Tort reform has been great for us, but it's certainly not enough in dealing with, I think, the imbalance that we have across the state in terms of physician supply. The tort reform change was particularly strongly felt in south Texas. We have hospitals in McAllen. We have hospitals in Brownsville, Corpus Christi, El Paso...and those were areas that were already difficult to recruit, and they were also very litigious from a malpractice environment perspective. It's a real challenge that was, I think, alleviated, and we’re seeing much more success there these days. It's been good.

Irvine: It's been most helpful for the safety net, trauma hospitals, neurosurgery, trauma surgery, high-risk OB. Methodist traditionally had been a trauma hospital, a safety-net hospital for decades. In the '90s we almost had to shut down our trauma service because we had neurosurgeons leaving the state, going to Florida. It took years after tort reform passed for newly trained physicians to want to come to Texas and work, and where probably the last seven to 10 years have really helped resupply many needed specialties in Texas.

Joint ventures and other collaborative partnerships have become increasingly common during the past several years among both for-profit and not-for-profit healthcare organizations. What are the forces driving these collaborations, and do you expect we’ll see more in the future?

Allison: The answer is yes. I think the word of the day is "collaboration." As you look at creating networks, new models of care, population health management and the geographical coverage to take care of that population, wherever they may be living, you can joint venture. You can affiliate. You don't have to own everything to provide that full continuum of care.

An example of that is occurring with Baylor Scott & White Health, where we are joint-venturing with Tenet as an investor-owned system; we are taking four of their hospitals and one of ours, and putting together a joint venture to get geographic coverage in order to further our initiative around population health management. Collaboration is key, and so we'll continue to see that. It's a capital preservation and it's speed-to-market in its coverage, and as we get more and more constrained by the need for capital and the appetite... these collaborative efforts, look for more of them, I believe, to occur.

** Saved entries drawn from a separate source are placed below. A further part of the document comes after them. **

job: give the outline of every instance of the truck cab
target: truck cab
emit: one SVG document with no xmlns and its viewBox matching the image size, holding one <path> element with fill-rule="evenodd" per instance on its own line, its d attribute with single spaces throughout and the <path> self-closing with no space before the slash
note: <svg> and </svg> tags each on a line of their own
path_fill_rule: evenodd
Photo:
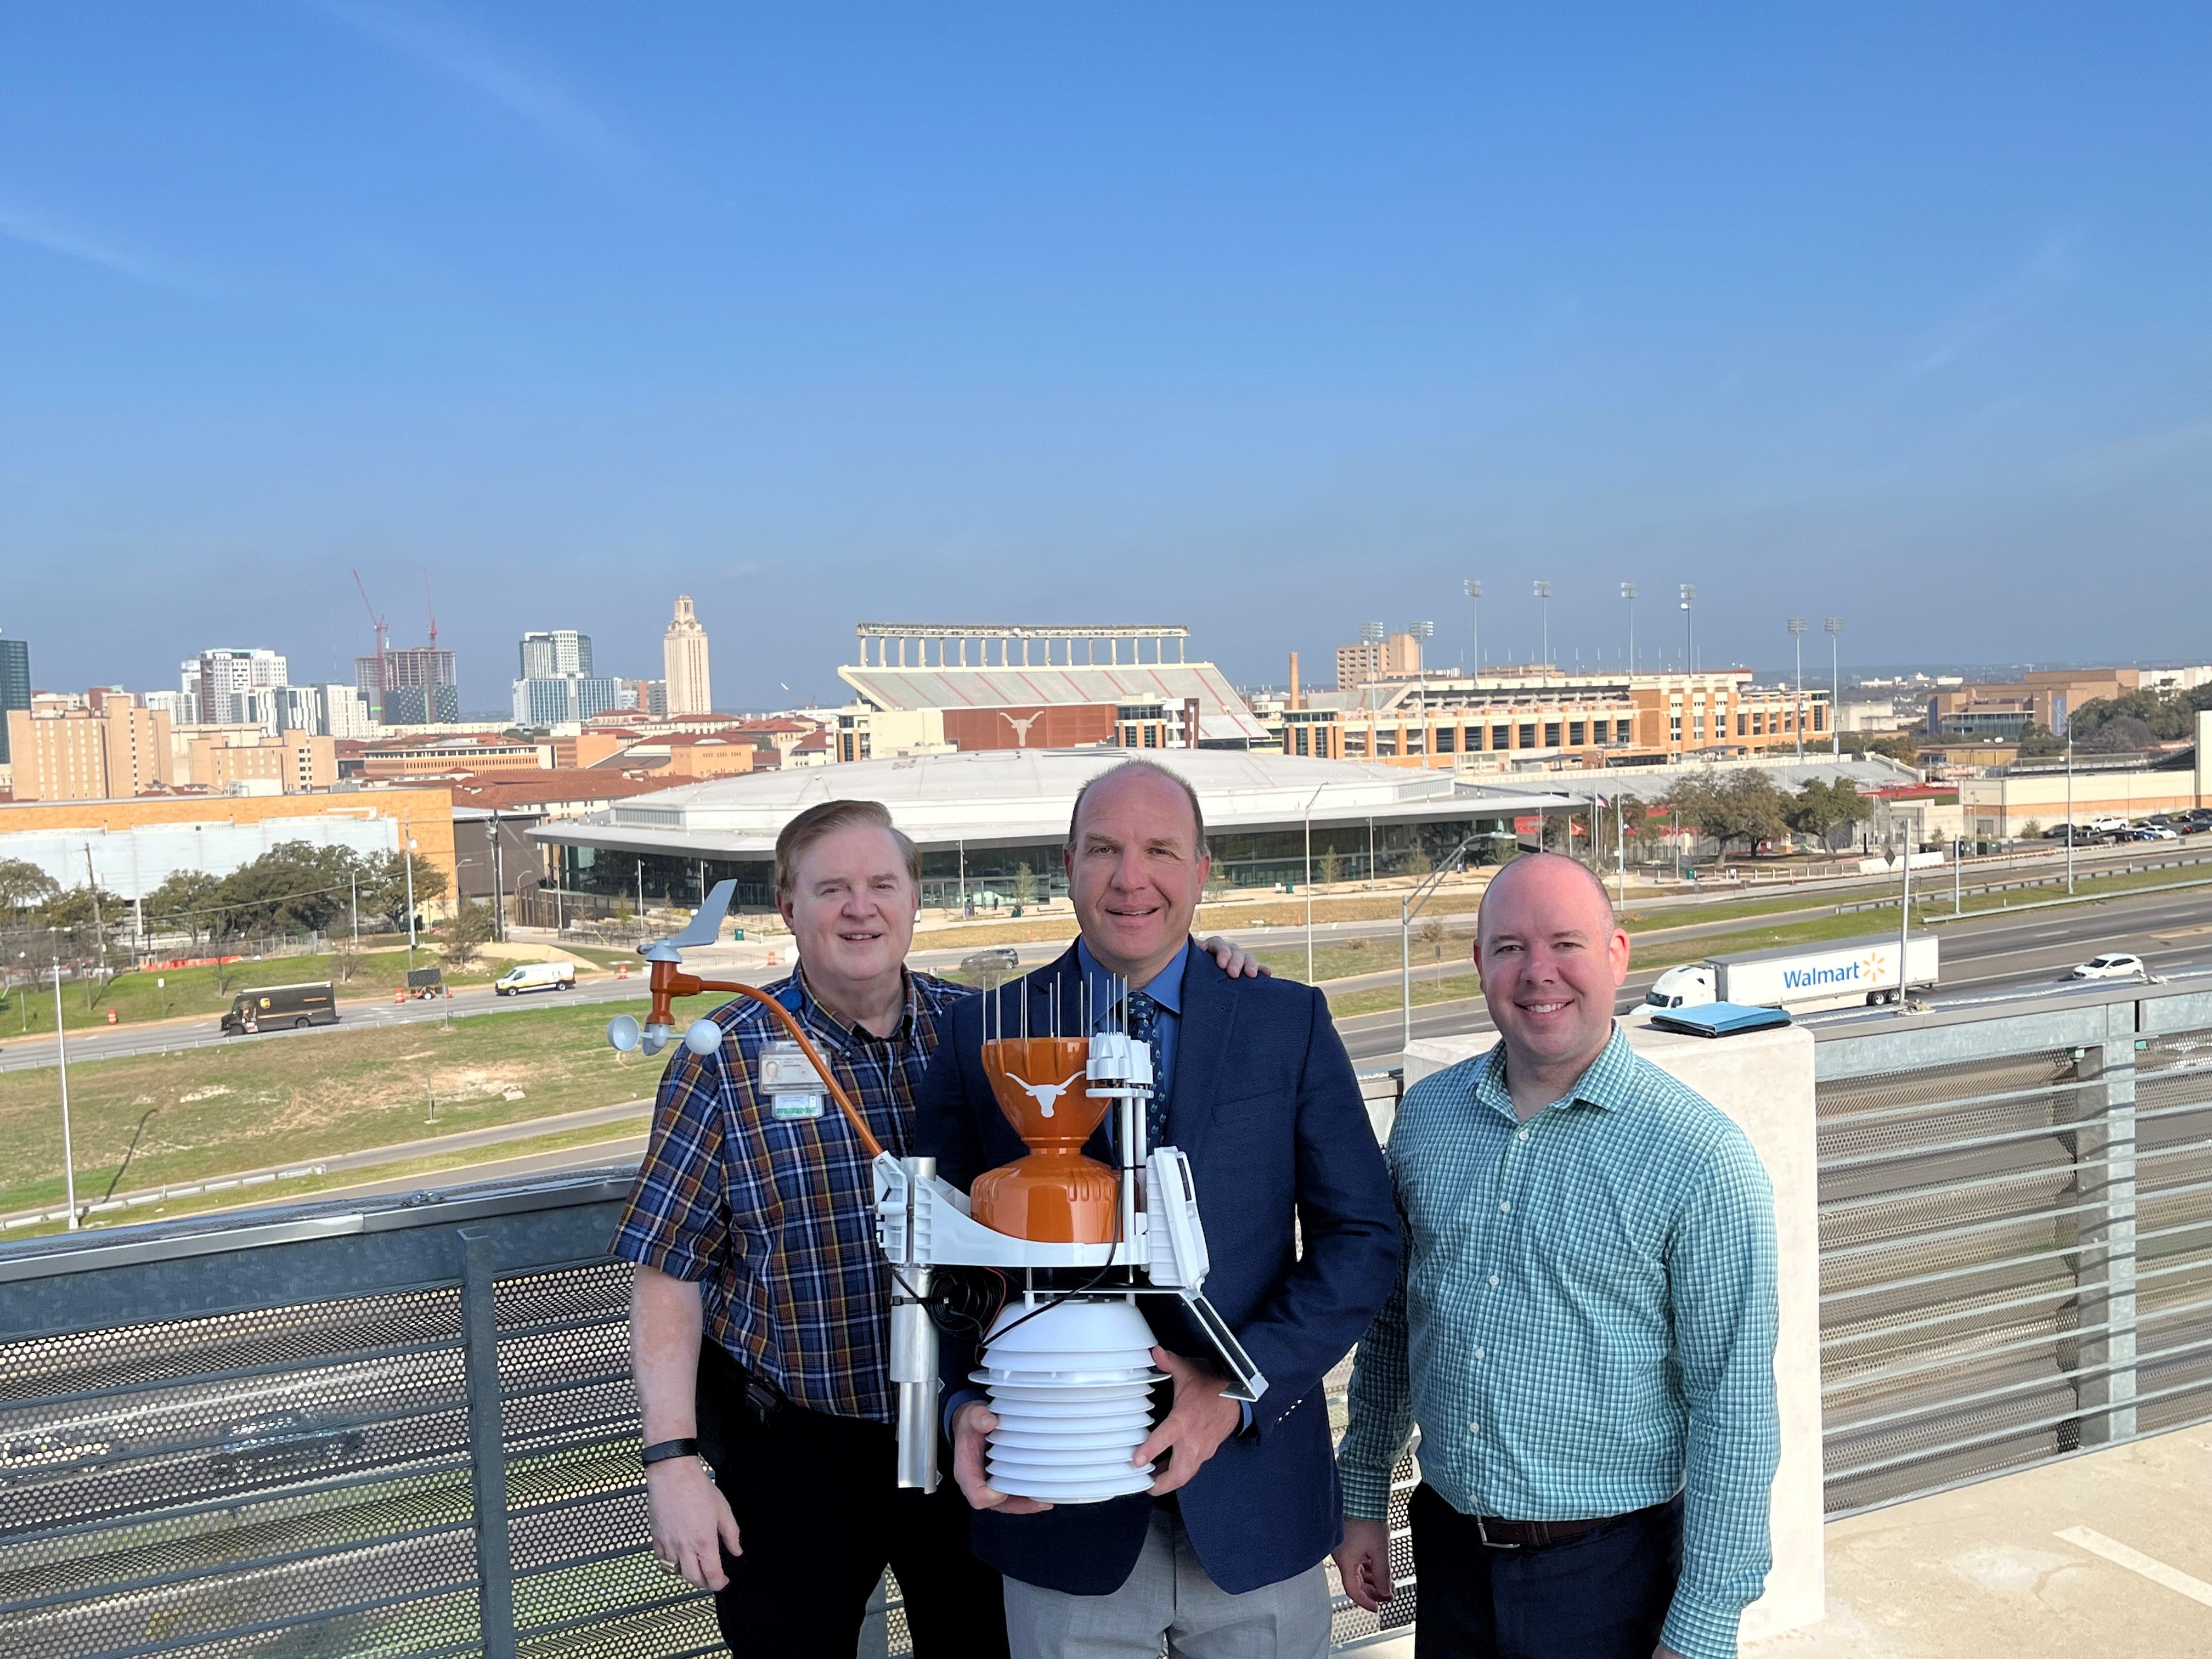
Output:
<svg viewBox="0 0 2212 1659">
<path fill-rule="evenodd" d="M 1701 963 L 1669 968 L 1651 981 L 1641 1004 L 1645 1008 L 1694 1008 L 1720 1000 L 1713 970 Z"/>
</svg>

Foster: Couldn't agree more. HCA was one of the leaders over 20 years ago in establishing the very first hospital joint ventures in Austin with St. David's, and in San Antonio with the Methodist Health Care System. That was something that was born out of a lot of turmoil in the marketplace at that time. I think we see that same turmoil today. I think what we see across the United States is a whole lot more of that activity around what we call the periphery, the tangential services and not necessarily the core hospital services. I would say there has never been a time in recent history for HCA that we have had a more full pipeline of suitors and opportunities to look at joint ventures and to look at different arrangements with different players around the United States.